E invece il trofismo storia/vita è, diventa, permane come prospettivismo della finitezza in due opere che questa lettura di Mazzarella pone giustamente in profonda reciproca relazione: la II Inattuale e il breve e fondante testo Su verità e menzogna in senso extramorale.

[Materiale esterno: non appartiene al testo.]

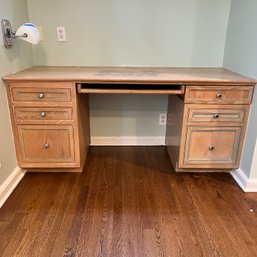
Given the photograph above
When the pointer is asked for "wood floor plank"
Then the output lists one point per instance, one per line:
(128, 202)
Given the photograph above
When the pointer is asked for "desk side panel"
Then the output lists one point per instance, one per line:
(174, 127)
(83, 126)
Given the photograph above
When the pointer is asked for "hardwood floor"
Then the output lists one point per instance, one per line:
(128, 202)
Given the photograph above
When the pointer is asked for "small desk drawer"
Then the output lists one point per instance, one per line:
(42, 113)
(46, 144)
(215, 115)
(209, 147)
(30, 94)
(219, 94)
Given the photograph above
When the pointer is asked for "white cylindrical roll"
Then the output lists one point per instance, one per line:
(29, 33)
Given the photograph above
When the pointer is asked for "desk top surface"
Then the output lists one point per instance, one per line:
(131, 75)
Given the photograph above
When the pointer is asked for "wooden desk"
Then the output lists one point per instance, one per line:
(207, 113)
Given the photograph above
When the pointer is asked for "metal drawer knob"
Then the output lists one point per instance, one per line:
(41, 95)
(211, 148)
(42, 114)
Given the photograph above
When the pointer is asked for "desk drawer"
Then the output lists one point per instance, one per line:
(42, 114)
(209, 147)
(219, 94)
(41, 93)
(215, 115)
(46, 144)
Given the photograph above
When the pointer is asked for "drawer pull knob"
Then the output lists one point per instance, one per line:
(211, 148)
(41, 95)
(42, 114)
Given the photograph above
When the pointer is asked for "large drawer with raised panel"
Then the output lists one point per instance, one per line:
(219, 94)
(210, 147)
(231, 115)
(46, 144)
(38, 114)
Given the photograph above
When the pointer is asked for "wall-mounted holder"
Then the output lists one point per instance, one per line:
(27, 32)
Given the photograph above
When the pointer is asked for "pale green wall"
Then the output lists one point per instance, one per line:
(11, 60)
(130, 33)
(241, 56)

Nell’Inattuale sull’utilità e il danno della storia per la vita si fa chiaro «il ‘congedo’ di Nietzsche da un’ontologia della vita centrata sul bisogno metafisico di un’immersione mistico-speculativa nella vita universale e l’affermarsi di un concetto della vita già sostanzialmente strutturato come prospettivisimo storico-genealogico» (p. 32); il tagliente testo su verità e menzogna «è il congedo non solo da ogni filosofia della storia teleologicamente orientata […] ma anche a veder bene la denuncia della teleologia insita nella visione tragica del mondo. […] Ora invece ‘non esiste una missione ulteriore che conduca al di là della vita umana’: come ogni vita vivente, la vita storica, cioè consapevole, non ha altro che da vivere nella sua ‘forma’, cioè come raggiunta ‘individualità’ di un quantum di vita» (p. 45), fuoriuscito dal nulla degli eoni e destinato a tornare per sempre nel nulla della materia infinita.

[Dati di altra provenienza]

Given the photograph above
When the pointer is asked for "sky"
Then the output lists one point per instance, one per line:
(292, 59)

È in questo snodo, insieme limpido e complesso, che Mazzarella individua le ragioni che inducono Heidegger a porre Nietzsche «al culmine della metafisica moderna della soggettività», ragioni che stanno proprio nell’arretramento compiuto da Nietzsche «davanti al suo stesso concetto ontologico della vita nel culmine del prospettivismo e nella superfetazione della volontà prospettica in volontà autoponentesi, autofondantesi» (p. 129, n. 52).
In realtà ciò che Mazzarella nel suo libro dedicato a Tecnica e metafisica (Carocci, Roma 2021, p. 322) definisce «l’attivo dolore di esistere» come vero e universale mestiere dell’umano, credo abbia accompagnato l’intero cammino nietzscheano, che partito dalla consapevolezza di tonalità leopardiana della nullità di tutte le cose ha cercato di riscattarla in una attiva – proprio nel senso di prassica – forma dell’esistere, della quale le diverse risposte che Nietzsche elabora lungo il suo percorso sono espressioni e tappe, diverse sì ma convergenti. Il gioco di identità e differenza, il «trofismo vitale tra identità e divenire» (p. 81), è anche gioco tra il dolore di essere venuti al mondo e l’energia con la quale il mondo va affrontato, una volta che l’esistere si è dato.

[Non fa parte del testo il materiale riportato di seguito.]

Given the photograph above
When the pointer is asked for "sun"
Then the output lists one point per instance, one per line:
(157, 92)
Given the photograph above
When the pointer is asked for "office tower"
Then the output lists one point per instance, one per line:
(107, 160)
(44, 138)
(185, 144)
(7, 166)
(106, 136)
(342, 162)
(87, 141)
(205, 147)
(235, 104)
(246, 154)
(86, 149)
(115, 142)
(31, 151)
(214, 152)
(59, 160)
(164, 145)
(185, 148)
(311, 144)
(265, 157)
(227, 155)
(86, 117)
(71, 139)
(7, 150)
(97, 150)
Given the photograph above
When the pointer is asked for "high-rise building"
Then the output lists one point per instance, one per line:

Non a caso, ma in piena coerenza, la prima delle tre Appendici che chiudono il libro di Eugenio Mazzarella è dedicata a Löwith e alla consapevolezza greca della tragicità del mondo che non inficia anzi implica la piena assunzione della finitudine costitutiva della zoé e dell’umano in essa; implica, accoglie e sancisce «la sacertà, [che] vede in ogni caso lo spazio umano come spazio del ‘mortale’» (p. 153).
Aver percorso per intero, sino in fondo e con coraggio questo spazio del Cielo e dell’Ade è parte, appunto, dell’inquieta luce che il pensiero nietzscheano rappresenta per tutti noi e che questo libro continua a indicare con il rigore che Nietzsche sempre merita.